2. Materials and methods

2.1. Human carotid atherosclerotic specimens

In accordance with a protocol approved by the Institutional Review Board at the University of South Carolina, human carotid artery specimens were collected from de-identified carotid atherosclerotic patients undergoing carotid endarterectomy with patients' informed consent at Greenville Memorial Hospital (Greenville health system, Greenville, SC, USA) and Palmetto Hospital (Palmetto Health System, Columbia, SC, USA), which confirmed the Declaration of Helsinki. Specimens were sliced transversely into 7-mm segments. One segment from each specimen was dissected into separate samples representing atheromatous lesion and the surrounding normal media. Tissues were sonicated and lysed in Qiazol for RNA extraction. Quantitative real-time PCR (qRT-PCR) was used to measure the expression of human TTP.

2.2. Mice

Seven-week-old female LDLR^−/− mice were obtained from Jackson Laboratories (Bar Harbor, Maine). Female TTP KO mice [8,16] and their wild-type littermates on a C57Bl/6 background at age of 8 weeks were used as bone marrow donors. All mice were kept under specific pathogen-free conditions in a temperature controlled environment at the University of South Carolina according to National Institutes of Health guidelines. Animal care and experiments were approved by the Institutional Animal Care and Use Committee at the University of South Carolina.
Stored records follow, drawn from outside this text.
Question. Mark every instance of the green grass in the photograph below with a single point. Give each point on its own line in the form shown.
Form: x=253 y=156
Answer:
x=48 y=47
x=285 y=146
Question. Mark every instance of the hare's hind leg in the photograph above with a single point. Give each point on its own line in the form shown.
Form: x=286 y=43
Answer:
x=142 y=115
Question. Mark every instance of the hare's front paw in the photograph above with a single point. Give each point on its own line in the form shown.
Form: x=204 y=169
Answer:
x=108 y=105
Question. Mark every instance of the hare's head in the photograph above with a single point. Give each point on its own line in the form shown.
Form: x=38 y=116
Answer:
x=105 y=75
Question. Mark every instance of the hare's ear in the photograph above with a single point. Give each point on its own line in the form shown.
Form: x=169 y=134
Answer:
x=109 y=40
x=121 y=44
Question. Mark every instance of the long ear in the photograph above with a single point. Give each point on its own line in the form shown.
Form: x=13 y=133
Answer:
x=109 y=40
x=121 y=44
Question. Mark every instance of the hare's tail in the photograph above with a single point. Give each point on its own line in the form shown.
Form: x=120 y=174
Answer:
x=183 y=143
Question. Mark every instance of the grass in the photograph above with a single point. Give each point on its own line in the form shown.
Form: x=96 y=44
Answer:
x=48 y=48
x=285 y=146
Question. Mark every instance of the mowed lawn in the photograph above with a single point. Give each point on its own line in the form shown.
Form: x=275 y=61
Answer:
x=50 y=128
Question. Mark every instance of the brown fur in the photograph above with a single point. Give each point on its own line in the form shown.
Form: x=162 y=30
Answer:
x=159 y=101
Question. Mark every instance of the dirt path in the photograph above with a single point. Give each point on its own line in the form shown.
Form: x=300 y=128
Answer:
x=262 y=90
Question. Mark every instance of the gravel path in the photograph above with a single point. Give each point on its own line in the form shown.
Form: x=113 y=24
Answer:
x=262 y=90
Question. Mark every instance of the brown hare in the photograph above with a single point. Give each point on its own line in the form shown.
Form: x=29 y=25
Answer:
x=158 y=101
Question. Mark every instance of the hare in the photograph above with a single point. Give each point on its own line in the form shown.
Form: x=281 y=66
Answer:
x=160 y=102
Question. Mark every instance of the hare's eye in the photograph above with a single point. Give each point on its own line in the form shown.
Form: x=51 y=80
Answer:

2.3. Bone marrow transplantation (BMT) and atherosclerosis induction in mice

Bone marrow cells from wild type (TTP^+/+) or TTP knockout (TTP^−/−) donor mice were harvested by flushing cleaned femurs and tibias with sterile RPMI-1640 media (Invitrogen Life Technologies, Grand Island, NY, USA). The cell suspension was centrifuged at 300×g for 5 min and re-suspended in ice-cold phosphate buffer saline (PBS). LDLR^−/− mice received autoclaved water supplemented with 100 mg/L neomycin and 500,000 U/L polymyxin B sulfate one week before till two weeks after BMT. Recipient mice were lethally irradiated with a single dose of 9 Gy using a cesium gamma source. Four hours (h) later, 5 × 10⁶ BM cells (in 200 μl PBS) from donor mice were administered by retro-orbital injection into the irradiated mice. To assess the irradiation efficiency, two mice that did not receive BM cells after irradiation were used as controls; they died within 2 weeks after irradiation while all the BM transplanted mice survived. After 4 weeks of recovery, the chimeric mice were fed a Western-type diet for 12 weeks to induce atherosclerosis. The Western-type diet contains 21% anhydrous milkfat, 34% sucrose, and 0.2% cholesterol (Diet 3 TD.88137; Harlan Laboratories, Indianapolis, IN). During the Western-type diet-feeding period, body weight and food intake were assessed weekly. At the experimental endpoint, chimeric mice were euthanized; and venous blood from the retro-orbital venous plexus puncture was collected into heparinized tubes for assessment of cell counts, blood glucose, and lipid profile. Tissues including hearts, aortic roots, liver, spleen and lung were collected and analyzed as described below.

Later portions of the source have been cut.